Hole doping and surface functionalization of single-walled carbon nanotube chemiresistive sensors for ultrasensitive and highly selective organophosphor vapor detection.

We developed a chemiresistive sensor based on doped and functionalized semiconducting single-walled carbon nanotube (SWNT) networks for ultrasensitive and rapid detection of dimethyl methylphosphonate (DMMP) (simulant of nerve agent sarin) vapor. The semiconducting SWNT network was deposited between interdigitated electrodes and modified by solid organic acid tetrafluorohydroquinone (TFQ). The TFQ molecules could not only selectively bind DMMP onto the sidewalls of SWNTs via the strong hydrogen bonding interaction, but also tailor the electronic properties of SWNTs via heavy hole doping.
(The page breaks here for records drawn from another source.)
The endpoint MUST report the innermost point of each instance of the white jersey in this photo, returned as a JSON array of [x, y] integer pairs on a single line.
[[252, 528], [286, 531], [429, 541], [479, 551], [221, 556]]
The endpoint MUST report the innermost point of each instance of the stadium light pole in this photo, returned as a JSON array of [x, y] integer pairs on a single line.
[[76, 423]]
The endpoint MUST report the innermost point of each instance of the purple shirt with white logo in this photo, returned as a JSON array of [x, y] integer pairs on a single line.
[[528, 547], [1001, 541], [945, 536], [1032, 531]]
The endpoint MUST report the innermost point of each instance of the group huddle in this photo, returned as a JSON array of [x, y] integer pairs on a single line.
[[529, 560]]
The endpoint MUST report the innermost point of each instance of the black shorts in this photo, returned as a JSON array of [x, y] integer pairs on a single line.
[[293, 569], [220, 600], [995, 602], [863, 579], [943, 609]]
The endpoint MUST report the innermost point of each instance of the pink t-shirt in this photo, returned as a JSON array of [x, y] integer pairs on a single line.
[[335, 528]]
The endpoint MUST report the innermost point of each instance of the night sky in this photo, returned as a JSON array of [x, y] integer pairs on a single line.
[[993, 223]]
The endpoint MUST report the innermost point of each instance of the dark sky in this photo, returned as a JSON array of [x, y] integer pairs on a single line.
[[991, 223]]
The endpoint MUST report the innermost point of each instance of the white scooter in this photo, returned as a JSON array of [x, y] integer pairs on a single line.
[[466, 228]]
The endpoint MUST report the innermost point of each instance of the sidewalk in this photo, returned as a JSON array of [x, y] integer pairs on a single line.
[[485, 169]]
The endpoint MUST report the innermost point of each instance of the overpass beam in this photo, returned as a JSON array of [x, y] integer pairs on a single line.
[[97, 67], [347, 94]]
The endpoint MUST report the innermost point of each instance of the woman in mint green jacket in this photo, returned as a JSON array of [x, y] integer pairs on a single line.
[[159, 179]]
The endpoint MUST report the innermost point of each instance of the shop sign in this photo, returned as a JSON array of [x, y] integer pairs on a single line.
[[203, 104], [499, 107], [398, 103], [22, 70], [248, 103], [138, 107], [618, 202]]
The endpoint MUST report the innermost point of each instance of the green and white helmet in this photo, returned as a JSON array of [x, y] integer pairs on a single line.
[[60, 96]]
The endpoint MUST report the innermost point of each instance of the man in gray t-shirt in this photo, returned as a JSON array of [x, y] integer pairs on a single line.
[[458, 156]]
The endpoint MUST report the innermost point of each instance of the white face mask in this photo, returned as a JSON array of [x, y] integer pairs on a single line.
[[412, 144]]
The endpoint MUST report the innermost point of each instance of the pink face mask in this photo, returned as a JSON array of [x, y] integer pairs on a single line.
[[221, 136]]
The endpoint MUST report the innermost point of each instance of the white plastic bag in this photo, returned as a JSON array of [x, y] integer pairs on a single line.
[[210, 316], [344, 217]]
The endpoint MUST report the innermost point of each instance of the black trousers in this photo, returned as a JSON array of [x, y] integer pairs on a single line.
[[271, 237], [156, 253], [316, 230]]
This synergetic effect significantly improved the sensitivity of the devices, and enabled the sensors to easily detect DMMP at 20 parts-per-trillion (ppt) concentration with a response time of less than 2 min, without the need for pre-concentration of the analytes. This sensitivity is about five orders of magnitude higher than that of the unmodified SWNT chemiresistor, and also significantly higher than that of the functionalized SWNT chemiresistors previously reported. Moreover, the SWNT-TFQ sensors could be recovered when DMMP is replaced with referencing gas. The SWNT-TFQ sensors also show excellent selectivity toward DMMP over some interfering organic vapors. The response mechanism, i.e. charge transfer and dedoping was investigated.